Abstract

Developing accurate solar performance models, which estimate solar output based on a deployment's unique physical characteristics and weather, is increasingly important as the aggregate energy generated from solar rises. Since manually developing white box physical models based on site-specific information requires expert knowledge and thus does not scale, recent research focuses on black box approaches that use training data to automatically learn a custom machine learning (ML) model. Unfortunately, this approach requires months-to-years of training data, and often does not incorporate well-known physical models of solar generation, which reduces its accuracy. To address the problem, we develop a physical black-box modeling approach that leverages many of the same fundamental properties as existing white-box models.Rather than manually determining values for physical model parameters, our approach automatically calibrates them by finding values that best fit the data.
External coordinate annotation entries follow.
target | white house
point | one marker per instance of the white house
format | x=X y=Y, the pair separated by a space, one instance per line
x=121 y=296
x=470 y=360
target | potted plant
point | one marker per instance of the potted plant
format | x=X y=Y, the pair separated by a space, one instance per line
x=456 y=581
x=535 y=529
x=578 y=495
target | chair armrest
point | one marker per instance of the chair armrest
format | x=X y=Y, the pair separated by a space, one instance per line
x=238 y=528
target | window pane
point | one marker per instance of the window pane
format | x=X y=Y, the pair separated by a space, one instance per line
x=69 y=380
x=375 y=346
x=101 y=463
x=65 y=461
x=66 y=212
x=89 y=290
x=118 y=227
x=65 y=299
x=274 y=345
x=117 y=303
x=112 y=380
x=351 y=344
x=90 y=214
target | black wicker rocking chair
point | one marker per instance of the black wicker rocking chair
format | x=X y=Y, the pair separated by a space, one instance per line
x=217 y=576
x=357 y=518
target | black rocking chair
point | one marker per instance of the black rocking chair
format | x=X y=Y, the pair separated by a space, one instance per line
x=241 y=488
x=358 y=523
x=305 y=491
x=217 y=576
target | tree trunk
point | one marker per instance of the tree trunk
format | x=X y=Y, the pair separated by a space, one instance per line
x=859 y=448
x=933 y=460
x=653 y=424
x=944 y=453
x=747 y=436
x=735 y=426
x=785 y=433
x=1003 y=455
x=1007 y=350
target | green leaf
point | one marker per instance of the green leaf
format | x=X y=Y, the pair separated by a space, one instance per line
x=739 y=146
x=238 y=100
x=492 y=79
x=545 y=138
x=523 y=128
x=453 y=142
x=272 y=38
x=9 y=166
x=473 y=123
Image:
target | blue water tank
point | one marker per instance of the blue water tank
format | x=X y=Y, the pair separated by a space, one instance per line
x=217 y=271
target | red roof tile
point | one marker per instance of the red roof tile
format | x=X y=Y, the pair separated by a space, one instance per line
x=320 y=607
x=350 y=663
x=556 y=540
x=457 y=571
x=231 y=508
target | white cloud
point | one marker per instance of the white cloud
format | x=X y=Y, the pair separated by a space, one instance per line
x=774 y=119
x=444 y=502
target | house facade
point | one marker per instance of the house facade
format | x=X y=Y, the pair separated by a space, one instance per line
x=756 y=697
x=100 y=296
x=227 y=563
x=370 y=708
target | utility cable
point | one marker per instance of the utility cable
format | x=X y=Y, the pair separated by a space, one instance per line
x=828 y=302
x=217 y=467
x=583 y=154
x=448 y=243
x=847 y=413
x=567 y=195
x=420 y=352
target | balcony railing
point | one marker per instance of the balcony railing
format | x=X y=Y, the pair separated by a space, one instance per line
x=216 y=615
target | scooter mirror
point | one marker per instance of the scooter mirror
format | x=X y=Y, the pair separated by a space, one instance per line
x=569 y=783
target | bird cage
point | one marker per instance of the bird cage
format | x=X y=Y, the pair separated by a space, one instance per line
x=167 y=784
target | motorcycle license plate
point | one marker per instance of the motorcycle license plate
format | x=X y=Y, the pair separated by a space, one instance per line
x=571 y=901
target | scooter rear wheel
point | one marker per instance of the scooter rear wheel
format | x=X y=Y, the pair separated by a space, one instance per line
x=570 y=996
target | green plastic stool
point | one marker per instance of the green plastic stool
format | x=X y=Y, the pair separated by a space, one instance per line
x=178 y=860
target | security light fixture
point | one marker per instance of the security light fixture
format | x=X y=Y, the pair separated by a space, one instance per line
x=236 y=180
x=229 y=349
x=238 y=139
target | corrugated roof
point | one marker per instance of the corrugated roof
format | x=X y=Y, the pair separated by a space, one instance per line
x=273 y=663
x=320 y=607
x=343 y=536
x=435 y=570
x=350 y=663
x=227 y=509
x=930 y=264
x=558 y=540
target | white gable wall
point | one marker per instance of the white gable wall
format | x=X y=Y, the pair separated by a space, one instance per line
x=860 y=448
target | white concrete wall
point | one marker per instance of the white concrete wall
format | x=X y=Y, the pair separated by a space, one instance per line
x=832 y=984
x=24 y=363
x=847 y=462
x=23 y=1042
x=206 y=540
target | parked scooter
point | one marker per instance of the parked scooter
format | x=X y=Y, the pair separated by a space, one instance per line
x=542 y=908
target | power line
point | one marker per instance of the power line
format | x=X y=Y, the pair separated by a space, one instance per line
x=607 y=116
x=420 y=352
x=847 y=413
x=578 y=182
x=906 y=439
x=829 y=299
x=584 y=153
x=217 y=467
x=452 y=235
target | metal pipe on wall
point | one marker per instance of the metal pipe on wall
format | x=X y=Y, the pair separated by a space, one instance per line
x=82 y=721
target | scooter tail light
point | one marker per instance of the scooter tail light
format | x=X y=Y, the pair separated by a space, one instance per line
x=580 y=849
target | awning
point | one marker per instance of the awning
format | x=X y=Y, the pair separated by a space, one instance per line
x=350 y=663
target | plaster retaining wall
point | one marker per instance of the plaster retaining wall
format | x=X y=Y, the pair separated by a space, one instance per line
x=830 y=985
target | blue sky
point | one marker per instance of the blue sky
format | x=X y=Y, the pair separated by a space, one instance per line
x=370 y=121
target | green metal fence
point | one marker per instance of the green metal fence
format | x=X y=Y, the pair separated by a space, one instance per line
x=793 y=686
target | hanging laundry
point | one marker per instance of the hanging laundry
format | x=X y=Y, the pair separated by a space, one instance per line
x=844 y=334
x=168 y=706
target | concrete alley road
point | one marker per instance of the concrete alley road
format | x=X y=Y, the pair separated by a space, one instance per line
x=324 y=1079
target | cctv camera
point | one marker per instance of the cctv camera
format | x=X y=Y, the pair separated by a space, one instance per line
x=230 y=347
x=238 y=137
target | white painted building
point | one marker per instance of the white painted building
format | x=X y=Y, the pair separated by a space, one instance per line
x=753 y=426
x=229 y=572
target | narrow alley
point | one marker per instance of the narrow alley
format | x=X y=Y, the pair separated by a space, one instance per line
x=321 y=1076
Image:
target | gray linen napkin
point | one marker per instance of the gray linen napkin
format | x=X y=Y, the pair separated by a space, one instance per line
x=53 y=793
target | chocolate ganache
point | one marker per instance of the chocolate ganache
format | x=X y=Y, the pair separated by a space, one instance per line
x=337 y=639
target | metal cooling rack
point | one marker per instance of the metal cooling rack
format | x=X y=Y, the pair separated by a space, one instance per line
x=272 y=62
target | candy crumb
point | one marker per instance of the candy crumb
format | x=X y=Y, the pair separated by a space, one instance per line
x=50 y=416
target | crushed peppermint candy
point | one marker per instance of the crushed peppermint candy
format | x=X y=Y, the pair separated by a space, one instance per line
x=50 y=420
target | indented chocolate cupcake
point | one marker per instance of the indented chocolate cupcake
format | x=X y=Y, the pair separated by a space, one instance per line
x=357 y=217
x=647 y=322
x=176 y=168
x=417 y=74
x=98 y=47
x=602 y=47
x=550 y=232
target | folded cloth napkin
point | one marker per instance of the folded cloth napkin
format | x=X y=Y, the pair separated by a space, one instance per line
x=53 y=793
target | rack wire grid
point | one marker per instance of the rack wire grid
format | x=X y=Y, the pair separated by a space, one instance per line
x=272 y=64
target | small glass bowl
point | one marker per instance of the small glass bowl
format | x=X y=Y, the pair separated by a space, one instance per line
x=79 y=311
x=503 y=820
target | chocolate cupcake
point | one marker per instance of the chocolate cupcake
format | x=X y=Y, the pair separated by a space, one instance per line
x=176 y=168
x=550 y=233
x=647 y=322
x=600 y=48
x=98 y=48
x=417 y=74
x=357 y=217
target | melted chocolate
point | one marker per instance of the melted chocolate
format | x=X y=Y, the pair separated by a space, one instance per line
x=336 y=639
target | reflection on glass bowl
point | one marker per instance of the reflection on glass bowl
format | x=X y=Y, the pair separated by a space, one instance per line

This calibration requires much less data (as few as 2 datapoints) than training a ML model, as the physical model already embeds the complex relationship between the input parameters and solar output. In developing our approach, we isolate the effects of 10 different weather metrics on solar output from nearly 343 million hourly weather and solar readings, or 78,435 aggregate years, gathered from 11,205 solar sites. We show that our physical model accurately describes weather's effect on solar output at all sites, obviating the need for training custom ML models using weather metrics. Instead, we augment our physical model by applying ML to learn only the relationships that are unique to each site, specifically non-weather-based shading. We evaluate our approach on solar and weather data from 100 sites, and show it yields higher accuracy than current state-of-the-art ML approaches.